2
$\begingroup$

Trying to answer this recent question, it reminded me a very old problem we faced almost $50$ years ago.

Solve for $x$ the equation

$$\color{red} {\operatorname{\vartheta}_3\left(0,x\right)=k} \qquad \text{with} \qquad k \geq 1$$

Thanks to Emeritus Prof. Bois and CAS, using $x=1-t^2$, we have an approximate expansion (have a look at my answer in the linked question) $$\operatorname{\vartheta}_3\left(0,1-t^2\right)=\frac{\sqrt{ \pi}} t\Bigg[1-\frac 14\sum_{n=1}^\infty a_n\,t^{2n}\Bigg]$$ the first twelve coefficients being given in the linked question. So,we have $\operatorname{\vartheta}_3\left(0,1-t^2\right)$ given as a series to $O(t^{25})$.
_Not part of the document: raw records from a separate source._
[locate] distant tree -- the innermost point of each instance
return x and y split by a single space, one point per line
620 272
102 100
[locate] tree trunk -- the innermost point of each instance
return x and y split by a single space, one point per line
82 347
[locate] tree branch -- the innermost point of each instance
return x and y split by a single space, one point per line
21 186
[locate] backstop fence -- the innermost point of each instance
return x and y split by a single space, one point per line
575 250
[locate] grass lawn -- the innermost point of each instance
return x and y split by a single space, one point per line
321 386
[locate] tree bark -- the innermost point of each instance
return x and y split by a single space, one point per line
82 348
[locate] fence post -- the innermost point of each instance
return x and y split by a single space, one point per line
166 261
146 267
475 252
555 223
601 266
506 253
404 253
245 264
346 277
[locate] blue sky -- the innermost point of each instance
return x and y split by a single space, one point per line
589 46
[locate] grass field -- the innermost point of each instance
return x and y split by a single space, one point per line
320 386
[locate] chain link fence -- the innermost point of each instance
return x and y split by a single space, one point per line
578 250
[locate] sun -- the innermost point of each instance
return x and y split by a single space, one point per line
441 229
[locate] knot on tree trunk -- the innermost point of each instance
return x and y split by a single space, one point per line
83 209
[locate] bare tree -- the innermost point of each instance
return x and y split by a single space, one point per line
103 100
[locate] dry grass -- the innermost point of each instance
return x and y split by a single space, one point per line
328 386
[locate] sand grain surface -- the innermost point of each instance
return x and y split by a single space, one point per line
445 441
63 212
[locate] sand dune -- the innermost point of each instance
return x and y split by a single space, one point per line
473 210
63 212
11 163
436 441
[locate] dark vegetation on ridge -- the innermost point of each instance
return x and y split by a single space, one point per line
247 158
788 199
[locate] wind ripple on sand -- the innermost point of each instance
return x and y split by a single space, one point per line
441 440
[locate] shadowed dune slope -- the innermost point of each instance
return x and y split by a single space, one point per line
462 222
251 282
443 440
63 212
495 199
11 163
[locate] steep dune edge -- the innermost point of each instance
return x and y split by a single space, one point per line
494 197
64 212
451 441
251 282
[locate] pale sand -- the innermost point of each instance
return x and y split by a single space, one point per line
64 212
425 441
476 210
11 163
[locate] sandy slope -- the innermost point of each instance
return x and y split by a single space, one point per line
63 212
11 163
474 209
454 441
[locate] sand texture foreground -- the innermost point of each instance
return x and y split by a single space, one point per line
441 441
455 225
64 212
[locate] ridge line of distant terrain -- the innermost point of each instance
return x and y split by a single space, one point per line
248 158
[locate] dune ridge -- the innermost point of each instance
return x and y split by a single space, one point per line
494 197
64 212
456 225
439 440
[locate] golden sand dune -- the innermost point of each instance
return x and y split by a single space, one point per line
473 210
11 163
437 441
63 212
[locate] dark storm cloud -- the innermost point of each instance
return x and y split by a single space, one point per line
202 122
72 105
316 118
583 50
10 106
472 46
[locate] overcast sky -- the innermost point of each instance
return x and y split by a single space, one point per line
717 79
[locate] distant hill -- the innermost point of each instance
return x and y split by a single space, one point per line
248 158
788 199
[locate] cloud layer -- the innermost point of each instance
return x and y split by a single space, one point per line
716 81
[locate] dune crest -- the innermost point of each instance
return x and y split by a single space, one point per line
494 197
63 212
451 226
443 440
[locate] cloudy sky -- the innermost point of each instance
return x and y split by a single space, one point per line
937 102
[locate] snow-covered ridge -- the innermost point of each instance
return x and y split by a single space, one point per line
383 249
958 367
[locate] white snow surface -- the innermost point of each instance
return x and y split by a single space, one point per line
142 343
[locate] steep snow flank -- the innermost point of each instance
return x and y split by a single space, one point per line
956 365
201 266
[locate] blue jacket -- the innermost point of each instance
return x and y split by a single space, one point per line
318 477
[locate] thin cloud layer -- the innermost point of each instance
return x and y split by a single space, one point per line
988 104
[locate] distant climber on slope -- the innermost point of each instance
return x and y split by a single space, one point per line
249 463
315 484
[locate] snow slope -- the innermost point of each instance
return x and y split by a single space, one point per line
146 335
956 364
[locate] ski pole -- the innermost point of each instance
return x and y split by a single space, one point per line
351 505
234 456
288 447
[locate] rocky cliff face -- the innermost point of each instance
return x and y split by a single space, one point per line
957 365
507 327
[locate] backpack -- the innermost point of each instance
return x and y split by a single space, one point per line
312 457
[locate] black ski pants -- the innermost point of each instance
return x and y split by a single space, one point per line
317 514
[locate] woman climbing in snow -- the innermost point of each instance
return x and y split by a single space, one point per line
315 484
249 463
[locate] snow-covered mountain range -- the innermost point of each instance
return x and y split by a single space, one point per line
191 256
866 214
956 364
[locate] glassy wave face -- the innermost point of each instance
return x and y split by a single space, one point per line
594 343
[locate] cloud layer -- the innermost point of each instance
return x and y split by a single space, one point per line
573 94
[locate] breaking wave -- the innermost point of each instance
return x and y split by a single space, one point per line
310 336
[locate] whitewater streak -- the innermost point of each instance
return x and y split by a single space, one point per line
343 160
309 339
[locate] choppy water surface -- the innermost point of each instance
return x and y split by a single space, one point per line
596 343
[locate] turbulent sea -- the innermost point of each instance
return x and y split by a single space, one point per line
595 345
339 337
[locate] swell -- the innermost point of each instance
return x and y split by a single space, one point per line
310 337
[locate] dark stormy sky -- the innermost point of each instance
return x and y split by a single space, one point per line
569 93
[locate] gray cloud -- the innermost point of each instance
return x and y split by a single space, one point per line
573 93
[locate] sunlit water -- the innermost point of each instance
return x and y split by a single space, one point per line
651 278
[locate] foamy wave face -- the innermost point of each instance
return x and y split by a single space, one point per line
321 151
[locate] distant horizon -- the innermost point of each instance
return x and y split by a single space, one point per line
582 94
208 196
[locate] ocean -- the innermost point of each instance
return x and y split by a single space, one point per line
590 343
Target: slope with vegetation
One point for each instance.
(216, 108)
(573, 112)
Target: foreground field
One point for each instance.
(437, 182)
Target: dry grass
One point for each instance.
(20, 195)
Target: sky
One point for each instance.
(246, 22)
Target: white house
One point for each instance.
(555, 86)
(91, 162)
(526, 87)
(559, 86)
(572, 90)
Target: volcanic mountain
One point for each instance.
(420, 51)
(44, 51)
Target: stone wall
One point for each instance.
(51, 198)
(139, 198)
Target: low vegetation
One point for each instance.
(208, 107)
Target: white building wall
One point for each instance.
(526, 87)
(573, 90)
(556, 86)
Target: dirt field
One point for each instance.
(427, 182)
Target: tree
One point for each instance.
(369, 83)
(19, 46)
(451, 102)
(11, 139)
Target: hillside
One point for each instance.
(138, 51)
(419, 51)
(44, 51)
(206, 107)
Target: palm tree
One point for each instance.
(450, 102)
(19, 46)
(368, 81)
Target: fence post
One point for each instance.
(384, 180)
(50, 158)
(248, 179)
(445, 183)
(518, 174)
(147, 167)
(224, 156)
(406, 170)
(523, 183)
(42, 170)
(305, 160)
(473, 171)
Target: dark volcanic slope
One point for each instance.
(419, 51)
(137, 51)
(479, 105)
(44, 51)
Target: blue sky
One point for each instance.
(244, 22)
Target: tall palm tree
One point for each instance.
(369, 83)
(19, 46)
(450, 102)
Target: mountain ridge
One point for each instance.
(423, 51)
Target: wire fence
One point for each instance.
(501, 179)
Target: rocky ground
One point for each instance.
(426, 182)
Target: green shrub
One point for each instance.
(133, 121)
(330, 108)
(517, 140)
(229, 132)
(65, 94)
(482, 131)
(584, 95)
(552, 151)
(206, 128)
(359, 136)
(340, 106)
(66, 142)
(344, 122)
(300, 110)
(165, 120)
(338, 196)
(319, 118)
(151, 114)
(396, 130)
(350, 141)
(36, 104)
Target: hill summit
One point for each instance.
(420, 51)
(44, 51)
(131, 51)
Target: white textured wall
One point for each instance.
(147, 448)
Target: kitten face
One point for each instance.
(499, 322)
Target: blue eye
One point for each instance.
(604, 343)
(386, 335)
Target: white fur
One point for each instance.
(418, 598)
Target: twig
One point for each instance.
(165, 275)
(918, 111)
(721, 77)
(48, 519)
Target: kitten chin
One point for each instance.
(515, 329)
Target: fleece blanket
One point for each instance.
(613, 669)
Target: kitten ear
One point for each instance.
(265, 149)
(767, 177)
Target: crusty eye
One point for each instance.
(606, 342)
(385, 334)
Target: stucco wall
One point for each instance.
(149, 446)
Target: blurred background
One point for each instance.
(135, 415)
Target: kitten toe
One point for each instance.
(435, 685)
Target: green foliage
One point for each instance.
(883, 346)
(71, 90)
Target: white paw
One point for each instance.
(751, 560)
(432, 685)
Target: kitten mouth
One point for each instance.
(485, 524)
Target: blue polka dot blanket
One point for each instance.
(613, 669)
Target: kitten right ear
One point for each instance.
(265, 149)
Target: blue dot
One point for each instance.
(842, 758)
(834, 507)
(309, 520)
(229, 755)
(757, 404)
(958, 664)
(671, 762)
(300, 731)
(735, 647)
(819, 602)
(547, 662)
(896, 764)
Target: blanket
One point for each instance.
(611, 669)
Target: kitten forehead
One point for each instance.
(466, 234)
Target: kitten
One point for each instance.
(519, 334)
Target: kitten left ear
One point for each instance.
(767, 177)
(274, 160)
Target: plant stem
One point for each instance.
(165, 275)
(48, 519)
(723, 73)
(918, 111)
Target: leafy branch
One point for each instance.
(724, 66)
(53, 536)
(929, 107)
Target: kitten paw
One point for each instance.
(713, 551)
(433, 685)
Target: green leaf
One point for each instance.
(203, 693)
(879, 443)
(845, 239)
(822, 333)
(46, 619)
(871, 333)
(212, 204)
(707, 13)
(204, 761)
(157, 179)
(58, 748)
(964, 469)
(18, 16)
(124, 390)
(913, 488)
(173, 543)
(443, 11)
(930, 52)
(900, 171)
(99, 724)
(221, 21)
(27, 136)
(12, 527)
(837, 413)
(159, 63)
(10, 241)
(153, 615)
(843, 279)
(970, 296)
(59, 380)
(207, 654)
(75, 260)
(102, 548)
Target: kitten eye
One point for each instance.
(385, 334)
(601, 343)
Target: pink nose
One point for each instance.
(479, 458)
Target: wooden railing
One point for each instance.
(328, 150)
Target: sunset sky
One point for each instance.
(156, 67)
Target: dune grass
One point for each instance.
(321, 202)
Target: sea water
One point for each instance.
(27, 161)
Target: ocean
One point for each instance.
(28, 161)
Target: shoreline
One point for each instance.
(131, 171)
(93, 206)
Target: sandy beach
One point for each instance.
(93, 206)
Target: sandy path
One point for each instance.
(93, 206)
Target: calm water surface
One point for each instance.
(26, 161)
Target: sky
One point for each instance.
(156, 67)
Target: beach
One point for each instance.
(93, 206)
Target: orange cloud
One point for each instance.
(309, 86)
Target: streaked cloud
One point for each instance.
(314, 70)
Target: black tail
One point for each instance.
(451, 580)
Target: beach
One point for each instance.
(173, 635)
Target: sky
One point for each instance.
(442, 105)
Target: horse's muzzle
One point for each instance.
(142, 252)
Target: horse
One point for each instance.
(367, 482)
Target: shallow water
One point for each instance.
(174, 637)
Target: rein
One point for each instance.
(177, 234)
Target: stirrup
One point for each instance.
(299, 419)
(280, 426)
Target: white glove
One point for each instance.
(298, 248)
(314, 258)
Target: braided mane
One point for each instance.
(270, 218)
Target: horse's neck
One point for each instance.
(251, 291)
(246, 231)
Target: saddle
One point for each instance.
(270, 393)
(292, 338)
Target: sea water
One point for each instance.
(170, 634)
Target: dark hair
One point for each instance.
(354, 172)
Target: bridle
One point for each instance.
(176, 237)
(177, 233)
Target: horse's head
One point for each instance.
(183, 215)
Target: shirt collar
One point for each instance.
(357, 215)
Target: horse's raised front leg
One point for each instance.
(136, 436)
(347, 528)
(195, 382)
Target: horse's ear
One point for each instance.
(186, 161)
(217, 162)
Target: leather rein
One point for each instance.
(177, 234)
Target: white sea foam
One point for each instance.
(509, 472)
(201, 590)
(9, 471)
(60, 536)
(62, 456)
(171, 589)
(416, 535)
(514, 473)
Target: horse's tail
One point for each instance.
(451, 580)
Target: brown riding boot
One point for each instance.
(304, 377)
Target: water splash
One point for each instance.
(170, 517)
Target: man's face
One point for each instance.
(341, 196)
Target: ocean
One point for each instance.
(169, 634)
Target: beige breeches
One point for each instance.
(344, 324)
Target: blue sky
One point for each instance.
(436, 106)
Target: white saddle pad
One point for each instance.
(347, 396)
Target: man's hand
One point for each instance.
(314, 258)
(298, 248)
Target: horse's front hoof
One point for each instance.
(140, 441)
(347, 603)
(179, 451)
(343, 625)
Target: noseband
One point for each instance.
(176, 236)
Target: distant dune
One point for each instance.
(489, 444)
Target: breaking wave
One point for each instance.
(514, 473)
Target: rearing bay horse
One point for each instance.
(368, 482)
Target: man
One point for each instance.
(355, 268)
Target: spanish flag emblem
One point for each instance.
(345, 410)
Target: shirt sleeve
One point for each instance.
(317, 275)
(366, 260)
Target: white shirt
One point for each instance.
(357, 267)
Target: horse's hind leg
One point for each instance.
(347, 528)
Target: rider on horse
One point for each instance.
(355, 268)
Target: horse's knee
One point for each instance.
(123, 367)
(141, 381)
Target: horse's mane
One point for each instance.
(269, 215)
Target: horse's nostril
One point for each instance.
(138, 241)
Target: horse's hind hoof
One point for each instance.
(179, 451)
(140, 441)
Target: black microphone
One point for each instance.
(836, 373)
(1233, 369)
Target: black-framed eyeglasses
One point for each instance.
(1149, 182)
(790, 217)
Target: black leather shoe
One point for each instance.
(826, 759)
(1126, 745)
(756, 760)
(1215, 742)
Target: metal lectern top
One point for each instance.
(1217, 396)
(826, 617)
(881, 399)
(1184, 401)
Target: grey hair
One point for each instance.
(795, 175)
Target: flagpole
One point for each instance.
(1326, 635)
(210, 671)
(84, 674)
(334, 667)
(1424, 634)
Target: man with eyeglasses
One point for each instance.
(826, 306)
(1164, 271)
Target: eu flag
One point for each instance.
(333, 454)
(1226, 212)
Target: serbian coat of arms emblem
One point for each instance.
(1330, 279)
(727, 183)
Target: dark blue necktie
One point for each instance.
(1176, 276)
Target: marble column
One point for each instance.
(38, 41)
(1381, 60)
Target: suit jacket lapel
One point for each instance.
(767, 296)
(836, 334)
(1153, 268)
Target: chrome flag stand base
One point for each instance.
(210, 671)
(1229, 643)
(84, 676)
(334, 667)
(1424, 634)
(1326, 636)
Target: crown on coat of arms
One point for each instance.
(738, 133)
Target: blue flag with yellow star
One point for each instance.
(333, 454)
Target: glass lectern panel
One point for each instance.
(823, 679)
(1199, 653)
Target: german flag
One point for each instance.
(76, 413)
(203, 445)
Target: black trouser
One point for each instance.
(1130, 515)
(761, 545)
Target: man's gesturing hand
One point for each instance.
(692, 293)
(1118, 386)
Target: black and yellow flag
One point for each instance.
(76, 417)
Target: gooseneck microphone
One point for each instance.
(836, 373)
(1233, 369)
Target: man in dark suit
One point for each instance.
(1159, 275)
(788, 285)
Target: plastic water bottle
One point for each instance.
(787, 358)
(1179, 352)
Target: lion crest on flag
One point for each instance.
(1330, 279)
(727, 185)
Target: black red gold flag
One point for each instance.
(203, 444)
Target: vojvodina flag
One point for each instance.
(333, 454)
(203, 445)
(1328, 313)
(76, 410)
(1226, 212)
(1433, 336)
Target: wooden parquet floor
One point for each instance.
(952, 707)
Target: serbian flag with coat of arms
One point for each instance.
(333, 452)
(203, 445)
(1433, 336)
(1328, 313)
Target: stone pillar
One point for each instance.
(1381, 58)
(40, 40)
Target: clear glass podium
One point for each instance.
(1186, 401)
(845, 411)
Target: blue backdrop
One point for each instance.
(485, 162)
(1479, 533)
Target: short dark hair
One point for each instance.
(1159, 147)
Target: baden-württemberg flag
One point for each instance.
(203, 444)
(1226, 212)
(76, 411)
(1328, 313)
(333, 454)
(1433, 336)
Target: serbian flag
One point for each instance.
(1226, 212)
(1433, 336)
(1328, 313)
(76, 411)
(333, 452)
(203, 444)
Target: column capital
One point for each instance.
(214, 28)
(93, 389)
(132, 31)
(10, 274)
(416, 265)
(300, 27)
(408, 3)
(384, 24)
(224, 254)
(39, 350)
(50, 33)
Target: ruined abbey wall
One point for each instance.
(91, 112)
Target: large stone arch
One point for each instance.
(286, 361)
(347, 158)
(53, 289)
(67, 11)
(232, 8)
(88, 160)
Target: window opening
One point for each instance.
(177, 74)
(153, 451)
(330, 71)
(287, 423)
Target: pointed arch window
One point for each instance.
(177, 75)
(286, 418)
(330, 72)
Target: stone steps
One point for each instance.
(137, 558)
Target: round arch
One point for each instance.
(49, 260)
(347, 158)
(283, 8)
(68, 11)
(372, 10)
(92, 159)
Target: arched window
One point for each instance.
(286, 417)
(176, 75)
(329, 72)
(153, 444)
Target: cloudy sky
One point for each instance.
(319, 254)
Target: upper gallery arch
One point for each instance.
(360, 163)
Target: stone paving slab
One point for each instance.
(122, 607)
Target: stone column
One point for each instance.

Using the corresponding series reversion to limited order $$t=\frac{\sqrt \pi } k \Bigg[1-\frac{\pi }{4 k^2}+\frac{5 \pi ^2}{96 k^4}-\frac{\pi ^3}{128 k^6}+\frac{79 \pi ^4}{92160 k^8}-\frac{3 \pi ^5}{40960 k^{10}}+\cdots+O\left(\frac{1}{k^{26}}\right)\Bigg]$$ which gives $$x=\sum_{n=0}^{12} (-1)^n \frac 1{n!} \left(\frac{\pi}{k^2}\right)^n-\frac{829782456922339}{91413063873331200}\left(\frac{\pi}{k^2}\right)^{13}+O\left(\frac{1}{k^{28}}\right)$$ which looks to be very close to $$\color{blue}{x \sim \exp\left(-\frac \pi {k^2} \right)} \tag 1$$

Checking the norm $$\Phi_n=\int_n^\infty \Bigg[\vartheta _3\left(0,\exp\left(-\frac \pi {k^2} \right)\right)-k\Bigg]^2 \,dk$$ we have $$\Phi_1=6.39\times 10^{-4}\qquad \qquad \Phi_2=7.89\times 10^{-12}\qquad \qquad \Phi_3=2.66\times 10^{-25}$$

My questions

  • What could be the coefficients $a_n$ ?
  • Can we justify $(1)$ ?
  • Can we improve it ?

Edit

Continuing working the approximation on the basis of Mathematica expansion of $\operatorname{\vartheta}_3\left(0,x\right)$, I obtained the next level approximation

$$\color{blue}{x \sim \exp\left(-a^2\frac \pi {k^2} \right)} \qquad \text{where} \qquad \color{blue}{a= 1+2 e^{-\pi k^2}}\tag 2$$ Comparing the norms for small values of $n$

$$\left( \begin{array}{cccc} n & \log(\Phi_{(1)})& \log(\Phi_{(2)}) & \frac{\Phi_{(1)}) }{\Phi_{(2)}) } \\ 1.0 & -3.19473 & -3.92585 & 5 \\ 1.1 & -3.73138 & -4.88028 & 14 \\ 1.2 & -4.32510 & -5.96957 & 44 \\ 1.3 & -4.97563 & -7.18137 & 161 \\ 1.4 & -5.68271 & -8.51021 & 672 \\ 1.5 & -6.44613 & -9.95444 & 3223 \\ 1.6 & -7.26572 & -11.5139 & 17707 \\ 1.7 & -8.14130 & -13.1886 & 111498 \\ 1.8 & -9.07274 & -14.9785 & 804917 \\ 1.9 & -10.0599 & -16.8834 & 6659871 \end{array} \right)$$

Details about the process (and improvement ?)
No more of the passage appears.